We denote by $P_n$ the probability distribution of the random variable $X_n,$ i.e.

\[ P_n(E) = \mathbb{P}(X_n\in E), \quad \forall E\in\mathcal{B}(\mathcal{X}).\]

Due to the nature of a Markov process, the distribution of $P_{n+1}$ only depends on the distribution of $P_n$ and on the transition distribution. More generally, $P_{k+n}$ depends on $P_{k}$ and, in particular, the distribution $P_n$ of $X_n$ depends on the distribution $P_0$ of $X_0.$

More precisely, we can express this dependence via the Chapman-Kolmogorov equation, which, in the case the transition probabilities admit a density, reads

\[ K_{m+n}(x, F) = \int_{\mathcal{X}} K_n(y, F)k_m(x, y)\;\mathrm{d}y,\]

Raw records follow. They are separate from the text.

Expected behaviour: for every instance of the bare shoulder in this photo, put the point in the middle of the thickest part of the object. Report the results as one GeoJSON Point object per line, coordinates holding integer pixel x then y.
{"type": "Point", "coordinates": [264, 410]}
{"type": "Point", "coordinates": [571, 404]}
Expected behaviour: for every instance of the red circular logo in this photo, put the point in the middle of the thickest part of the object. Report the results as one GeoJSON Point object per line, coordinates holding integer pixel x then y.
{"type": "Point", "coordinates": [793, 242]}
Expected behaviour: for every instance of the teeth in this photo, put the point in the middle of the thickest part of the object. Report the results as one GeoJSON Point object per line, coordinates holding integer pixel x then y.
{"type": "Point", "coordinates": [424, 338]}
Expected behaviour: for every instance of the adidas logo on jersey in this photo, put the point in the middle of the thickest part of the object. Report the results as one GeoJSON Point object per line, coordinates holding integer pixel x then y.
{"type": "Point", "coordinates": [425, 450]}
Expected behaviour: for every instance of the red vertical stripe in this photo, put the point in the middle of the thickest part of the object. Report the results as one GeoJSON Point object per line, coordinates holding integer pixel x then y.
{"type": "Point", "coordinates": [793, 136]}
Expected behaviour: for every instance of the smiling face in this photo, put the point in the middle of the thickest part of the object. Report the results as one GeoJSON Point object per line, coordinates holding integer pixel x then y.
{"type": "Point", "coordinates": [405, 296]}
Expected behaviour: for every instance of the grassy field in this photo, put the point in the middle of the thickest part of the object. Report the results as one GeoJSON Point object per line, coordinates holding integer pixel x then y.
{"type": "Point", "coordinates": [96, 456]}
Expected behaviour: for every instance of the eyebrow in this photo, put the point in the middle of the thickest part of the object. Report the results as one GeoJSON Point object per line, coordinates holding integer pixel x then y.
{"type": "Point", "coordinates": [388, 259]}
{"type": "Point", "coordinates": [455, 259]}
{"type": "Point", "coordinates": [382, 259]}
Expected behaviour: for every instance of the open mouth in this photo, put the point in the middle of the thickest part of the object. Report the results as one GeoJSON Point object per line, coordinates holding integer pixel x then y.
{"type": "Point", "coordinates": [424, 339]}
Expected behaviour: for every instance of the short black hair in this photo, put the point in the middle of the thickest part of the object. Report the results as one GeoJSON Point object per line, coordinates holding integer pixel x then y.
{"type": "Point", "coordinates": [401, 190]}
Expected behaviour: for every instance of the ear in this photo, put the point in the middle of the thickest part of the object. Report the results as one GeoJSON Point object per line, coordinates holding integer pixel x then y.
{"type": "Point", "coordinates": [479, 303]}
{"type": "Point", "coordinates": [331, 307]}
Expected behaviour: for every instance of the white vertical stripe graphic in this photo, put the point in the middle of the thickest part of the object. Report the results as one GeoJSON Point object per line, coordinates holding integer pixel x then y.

for any Borel set $F\subset\mathcal{X}.$

The Markov operator

Given the one-step transition probability $K(\cdot, \cdot),$ in the time-homogeneous case, on defines the associated Markov operator $K:\mathcal{P}(\mathcal{X})\rightarrow \mathcal{P}(\mathcal{X})$ that takes a distribution $P\in \mathcal{P}(\mathcal{X})$ on $\mathcal{X}$ to the "next step" distribution $PK\in\mathcal{P}(\mathcal{X}),$ defined by

\[ (PK)(E) = \int_{\mathcal{X}} K(x, E);\mathrm{d}P(x).\]

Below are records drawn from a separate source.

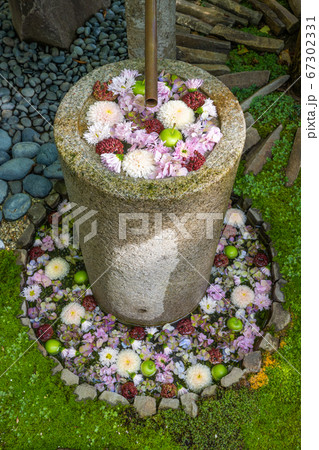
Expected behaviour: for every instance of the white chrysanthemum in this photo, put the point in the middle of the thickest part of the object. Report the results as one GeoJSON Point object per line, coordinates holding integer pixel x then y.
{"type": "Point", "coordinates": [57, 269]}
{"type": "Point", "coordinates": [128, 362]}
{"type": "Point", "coordinates": [235, 217]}
{"type": "Point", "coordinates": [208, 305]}
{"type": "Point", "coordinates": [72, 314]}
{"type": "Point", "coordinates": [97, 132]}
{"type": "Point", "coordinates": [32, 293]}
{"type": "Point", "coordinates": [108, 356]}
{"type": "Point", "coordinates": [105, 113]}
{"type": "Point", "coordinates": [198, 377]}
{"type": "Point", "coordinates": [139, 164]}
{"type": "Point", "coordinates": [176, 113]}
{"type": "Point", "coordinates": [242, 296]}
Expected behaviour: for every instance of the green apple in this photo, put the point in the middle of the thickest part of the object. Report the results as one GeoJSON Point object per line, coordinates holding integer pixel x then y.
{"type": "Point", "coordinates": [170, 136]}
{"type": "Point", "coordinates": [230, 251]}
{"type": "Point", "coordinates": [53, 346]}
{"type": "Point", "coordinates": [235, 324]}
{"type": "Point", "coordinates": [219, 371]}
{"type": "Point", "coordinates": [148, 368]}
{"type": "Point", "coordinates": [81, 277]}
{"type": "Point", "coordinates": [139, 88]}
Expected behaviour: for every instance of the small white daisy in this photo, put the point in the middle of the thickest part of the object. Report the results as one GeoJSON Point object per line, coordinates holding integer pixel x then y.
{"type": "Point", "coordinates": [108, 356]}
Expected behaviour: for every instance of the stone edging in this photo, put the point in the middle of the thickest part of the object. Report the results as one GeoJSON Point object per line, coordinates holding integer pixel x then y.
{"type": "Point", "coordinates": [146, 405]}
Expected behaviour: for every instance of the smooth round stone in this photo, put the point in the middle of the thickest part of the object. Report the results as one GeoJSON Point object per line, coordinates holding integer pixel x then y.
{"type": "Point", "coordinates": [27, 92]}
{"type": "Point", "coordinates": [37, 186]}
{"type": "Point", "coordinates": [4, 157]}
{"type": "Point", "coordinates": [3, 191]}
{"type": "Point", "coordinates": [5, 141]}
{"type": "Point", "coordinates": [48, 154]}
{"type": "Point", "coordinates": [15, 169]}
{"type": "Point", "coordinates": [25, 150]}
{"type": "Point", "coordinates": [53, 171]}
{"type": "Point", "coordinates": [16, 206]}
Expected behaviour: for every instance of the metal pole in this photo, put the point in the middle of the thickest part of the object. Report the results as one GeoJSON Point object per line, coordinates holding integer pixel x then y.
{"type": "Point", "coordinates": [150, 52]}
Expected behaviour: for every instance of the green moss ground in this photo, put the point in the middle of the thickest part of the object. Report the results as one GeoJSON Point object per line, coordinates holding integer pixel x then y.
{"type": "Point", "coordinates": [38, 411]}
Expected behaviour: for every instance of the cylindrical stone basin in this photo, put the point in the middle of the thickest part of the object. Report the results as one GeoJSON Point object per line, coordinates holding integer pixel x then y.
{"type": "Point", "coordinates": [149, 262]}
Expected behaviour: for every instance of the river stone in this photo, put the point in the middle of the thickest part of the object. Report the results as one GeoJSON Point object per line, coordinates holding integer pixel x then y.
{"type": "Point", "coordinates": [113, 398]}
{"type": "Point", "coordinates": [16, 169]}
{"type": "Point", "coordinates": [25, 150]}
{"type": "Point", "coordinates": [48, 154]}
{"type": "Point", "coordinates": [145, 406]}
{"type": "Point", "coordinates": [169, 403]}
{"type": "Point", "coordinates": [232, 378]}
{"type": "Point", "coordinates": [37, 214]}
{"type": "Point", "coordinates": [147, 276]}
{"type": "Point", "coordinates": [37, 186]}
{"type": "Point", "coordinates": [16, 206]}
{"type": "Point", "coordinates": [280, 318]}
{"type": "Point", "coordinates": [269, 343]}
{"type": "Point", "coordinates": [252, 361]}
{"type": "Point", "coordinates": [3, 191]}
{"type": "Point", "coordinates": [69, 378]}
{"type": "Point", "coordinates": [85, 391]}
{"type": "Point", "coordinates": [27, 237]}
{"type": "Point", "coordinates": [4, 157]}
{"type": "Point", "coordinates": [5, 141]}
{"type": "Point", "coordinates": [189, 404]}
{"type": "Point", "coordinates": [52, 23]}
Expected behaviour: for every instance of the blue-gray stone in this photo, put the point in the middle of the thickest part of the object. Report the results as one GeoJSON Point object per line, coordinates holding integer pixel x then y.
{"type": "Point", "coordinates": [16, 206]}
{"type": "Point", "coordinates": [25, 150]}
{"type": "Point", "coordinates": [53, 171]}
{"type": "Point", "coordinates": [3, 191]}
{"type": "Point", "coordinates": [15, 187]}
{"type": "Point", "coordinates": [28, 135]}
{"type": "Point", "coordinates": [4, 157]}
{"type": "Point", "coordinates": [15, 169]}
{"type": "Point", "coordinates": [37, 186]}
{"type": "Point", "coordinates": [48, 154]}
{"type": "Point", "coordinates": [5, 141]}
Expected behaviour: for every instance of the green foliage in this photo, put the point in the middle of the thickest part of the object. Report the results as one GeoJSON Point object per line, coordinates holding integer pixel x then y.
{"type": "Point", "coordinates": [253, 61]}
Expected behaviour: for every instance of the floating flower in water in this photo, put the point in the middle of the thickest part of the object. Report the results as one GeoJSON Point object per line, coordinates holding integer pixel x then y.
{"type": "Point", "coordinates": [57, 269]}
{"type": "Point", "coordinates": [105, 113]}
{"type": "Point", "coordinates": [108, 356]}
{"type": "Point", "coordinates": [198, 377]}
{"type": "Point", "coordinates": [72, 314]}
{"type": "Point", "coordinates": [176, 113]}
{"type": "Point", "coordinates": [128, 362]}
{"type": "Point", "coordinates": [235, 217]}
{"type": "Point", "coordinates": [139, 164]}
{"type": "Point", "coordinates": [242, 296]}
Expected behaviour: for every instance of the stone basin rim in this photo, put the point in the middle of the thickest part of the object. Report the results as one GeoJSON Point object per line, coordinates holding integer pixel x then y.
{"type": "Point", "coordinates": [77, 155]}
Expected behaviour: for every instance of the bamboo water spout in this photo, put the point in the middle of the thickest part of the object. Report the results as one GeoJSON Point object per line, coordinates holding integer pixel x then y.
{"type": "Point", "coordinates": [151, 52]}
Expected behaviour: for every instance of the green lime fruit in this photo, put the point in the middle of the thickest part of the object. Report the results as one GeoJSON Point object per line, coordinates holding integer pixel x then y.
{"type": "Point", "coordinates": [170, 136]}
{"type": "Point", "coordinates": [235, 324]}
{"type": "Point", "coordinates": [230, 251]}
{"type": "Point", "coordinates": [148, 368]}
{"type": "Point", "coordinates": [219, 371]}
{"type": "Point", "coordinates": [53, 346]}
{"type": "Point", "coordinates": [81, 277]}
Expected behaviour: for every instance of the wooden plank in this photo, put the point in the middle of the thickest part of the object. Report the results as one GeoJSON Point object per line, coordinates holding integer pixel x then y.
{"type": "Point", "coordinates": [202, 43]}
{"type": "Point", "coordinates": [212, 15]}
{"type": "Point", "coordinates": [214, 69]}
{"type": "Point", "coordinates": [270, 17]}
{"type": "Point", "coordinates": [235, 8]}
{"type": "Point", "coordinates": [271, 87]}
{"type": "Point", "coordinates": [194, 56]}
{"type": "Point", "coordinates": [246, 79]}
{"type": "Point", "coordinates": [192, 23]}
{"type": "Point", "coordinates": [255, 42]}
{"type": "Point", "coordinates": [291, 21]}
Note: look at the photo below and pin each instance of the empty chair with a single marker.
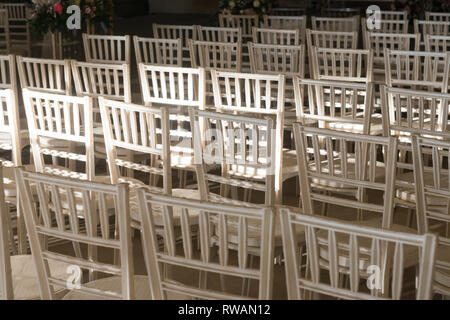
(371, 251)
(106, 49)
(276, 36)
(433, 193)
(159, 51)
(71, 199)
(224, 222)
(173, 32)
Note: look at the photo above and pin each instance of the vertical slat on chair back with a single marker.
(350, 24)
(417, 70)
(5, 37)
(222, 220)
(411, 112)
(10, 125)
(159, 51)
(218, 55)
(344, 104)
(245, 22)
(342, 64)
(185, 33)
(107, 80)
(219, 34)
(243, 146)
(348, 160)
(276, 36)
(106, 49)
(173, 85)
(135, 128)
(371, 252)
(437, 16)
(47, 75)
(68, 122)
(61, 202)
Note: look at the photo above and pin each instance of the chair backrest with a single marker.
(342, 64)
(173, 85)
(411, 112)
(387, 26)
(384, 253)
(47, 75)
(10, 126)
(437, 43)
(59, 125)
(135, 128)
(219, 34)
(276, 36)
(216, 55)
(338, 105)
(242, 146)
(332, 39)
(417, 70)
(5, 37)
(60, 198)
(245, 22)
(159, 51)
(437, 16)
(345, 161)
(275, 59)
(223, 219)
(107, 49)
(349, 24)
(107, 80)
(173, 32)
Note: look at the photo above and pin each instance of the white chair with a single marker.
(342, 64)
(417, 70)
(276, 36)
(224, 221)
(173, 32)
(219, 34)
(433, 194)
(19, 30)
(371, 252)
(106, 49)
(62, 194)
(158, 51)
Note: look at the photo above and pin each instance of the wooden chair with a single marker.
(342, 64)
(337, 105)
(19, 30)
(287, 23)
(369, 255)
(173, 32)
(276, 36)
(106, 49)
(223, 221)
(350, 24)
(5, 37)
(417, 70)
(18, 272)
(150, 138)
(159, 51)
(433, 194)
(437, 16)
(257, 95)
(46, 75)
(61, 220)
(219, 34)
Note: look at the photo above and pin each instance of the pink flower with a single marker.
(57, 8)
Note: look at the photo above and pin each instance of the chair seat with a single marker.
(411, 253)
(25, 282)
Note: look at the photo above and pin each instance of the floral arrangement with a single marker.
(258, 7)
(51, 15)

In particular, if $P_n$ is the distribution of $X_n,$ then the distribution of $X_{n+1}$ is $KP_n,$ i.e.

\[ P_{n+1} = P_nK, \quad \textrm{for } X_j \sim P_j.\]

Rmk: Another common notation in the integration is with $P(\mathrm{d}x)$ instead of $\mathrm{d}P(x).$

Rmk: We use the same $K$ to denote the Markov operator on $\mathcal{P}(\mathcal{X})$ and the one-step probability distribution $K(\cdot, \cdot)$ on $\mathcal{X}\times\mathcal{X}.$

Finite-state case

When the state is finite, say $\mathcal{X} = \{1, 2, \ldots, n\},$ the transition operator can be characterized by the transitions $K(i, j)$ of going from state $i$ to state $j$. This defines a matrix,

\[ K = \left(K_1(i, j)\right)_{i,j=1}^n = \begin{bmatrix} k_{1,1} & k_{1,2} & \cdots & k_{1,n} \\ k_{2,1} & k_{2,2} & \ddots & \vdots \\ \vdots & \ddots & \ddots & k_{n-1,n} \\ k_{n,1} & \cdots & k_{n,n-1} & k_{n,n} \end{bmatrix},\]

where $k_{i, j} = K(i, j).$ Each row sums up to one:

\[ \sum_{j=1}^n k_{i,j} = \sum_{j=1}^n K_1(i, j) = K_1(i, \mathcal{X}) = 1.\]

The $n$-step transition operator is obtained by simply composing the $1$-step transition operator,

\[ \begin{align*} \left(K_n(i, j)\right)_{i,j} & = \left(K_{0,n}(i, j)\right)_{i,j} = \left(K_{n-1, n}(i, j)\right)_{i,j}\left(K_{n-2, n-1}(i, j)\right)_{i,j}\cdots \left(K_{0, 1}(i, j)\right)_{i,j} \\ & = \left(K(i, j)\right)_{i,j}^n = K^n. \end{align*}\]

If we denote the distribution of a given state $X_n$ by a row vector

\[ P_n = [p_1, \ldots, p_n], \quad p_i = \mathbb{P}(X_n = i),\]

then

\[ \begin{align*} P_{n+1} & = [\mathbb{P}(X_{n+1} = j)]_{j=1, \ldots, n} = \left[\sum_{i=1}^n \mathbb{P}(X_{n+1} = j | X_n = i) \mathbb{P}(X_n = 1)\right]_{j=1, \ldots, n} \\ & = \left[\sum_{i=1}^n K_{i, j} p_i\right]_{j=1, \ldots, n} = \begin{bmatrix} p_1 & p_2 & \cdots & p_n\end{bmatrix} \begin{bmatrix} k_{1,1} & k_{1,2} & \cdots & k_{1,n} \\ k_{2,1} & k_{2,2} & \ddots & \vdots \\ \vdots & \ddots & \ddots & k_{n-1,n} \\ k_{n,1} & \cdots & k_{n,n-1} & k_{n,n} \end{bmatrix} = P_n K, \end{align*}\]

where the product $P_n K$ is to be understood as the matrix product of a row vector $[p_1, \ldots, p_n]$ of the distribution of $X_n$ with the transition matrix $K,$ to yield another row vector with the distributions for the next state. Thus, $K$ is also a representation of the Markov operator.